Maris
Page 14
"I am. I will be!" said the father, lifting his head with a sudden smile.
"That's the talk. Here comes Maris. Now, smile again. Turn on the works, quick!"
Mr. Mayberry met his daughter with a smile that was almost blinding as she came down with a check in her hand.
"I'm just so happy I had it, Father," she whispered as she put her arms around his neck and kissed him, and he held her close for a moment.
"You precious child!" he said. "It is wonderful of you to do this. Of course, I didn't mean anybody to find out I was in a tight place, but this has lifted a great burden from me. Wait till I tell your mother about it. Just as soon as she is able to hear it."
"Don't be in too big a hurry, Daddy," warned Maris. "Let her forget for a while that there are burdens. But we're going to make it our business to see that the burdens don't get heavy again, Father. Now, if you want to do something for us, you will go in and drink that nice cold milk and egg that Sally has just made for you, and then you'll go and lie down and sleep a little while before lunch."
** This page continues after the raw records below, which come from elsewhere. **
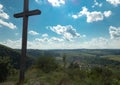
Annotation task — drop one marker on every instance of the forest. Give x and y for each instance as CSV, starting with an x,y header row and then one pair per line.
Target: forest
x,y
61,67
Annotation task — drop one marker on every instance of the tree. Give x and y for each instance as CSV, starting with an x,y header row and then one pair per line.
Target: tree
x,y
47,64
5,68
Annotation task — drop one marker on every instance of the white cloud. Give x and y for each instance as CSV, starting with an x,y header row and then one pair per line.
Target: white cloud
x,y
33,32
56,39
97,4
56,3
107,13
114,2
4,15
68,32
92,16
57,43
45,35
7,24
114,32
38,1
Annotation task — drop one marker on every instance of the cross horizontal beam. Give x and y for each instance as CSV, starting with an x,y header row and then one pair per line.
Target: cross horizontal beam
x,y
28,13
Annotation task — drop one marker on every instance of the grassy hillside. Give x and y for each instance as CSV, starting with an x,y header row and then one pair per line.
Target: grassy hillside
x,y
80,67
14,56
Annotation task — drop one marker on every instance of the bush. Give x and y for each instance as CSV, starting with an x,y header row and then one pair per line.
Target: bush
x,y
5,68
47,64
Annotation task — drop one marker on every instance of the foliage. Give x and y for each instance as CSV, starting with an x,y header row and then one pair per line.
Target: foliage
x,y
47,64
5,68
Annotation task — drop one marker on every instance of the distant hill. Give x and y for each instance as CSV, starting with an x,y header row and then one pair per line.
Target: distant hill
x,y
84,56
14,56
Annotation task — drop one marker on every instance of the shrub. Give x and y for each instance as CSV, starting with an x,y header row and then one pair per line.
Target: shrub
x,y
5,68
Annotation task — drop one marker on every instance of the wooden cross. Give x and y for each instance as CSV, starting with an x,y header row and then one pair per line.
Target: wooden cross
x,y
25,14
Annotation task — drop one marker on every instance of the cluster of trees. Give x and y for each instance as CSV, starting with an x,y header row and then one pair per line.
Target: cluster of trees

When Father had obediently gone smiling in to follow her orders, Maris turned to Merrick.
"Merrick, will you have time to step down to the stationer's office and pay that bill before Father sees it? Here's a blank check, and you can fill it in. Here's what I think it is, but there may be something extra I've forgotten. I'd like to get that bill paid before Father ever sees it."
Merrick flashed her a look.
"I certainly am proud of my sister!" he said. "It's the greatest thing I ever knew a girl to do, right on the edge of her wedding day, too!"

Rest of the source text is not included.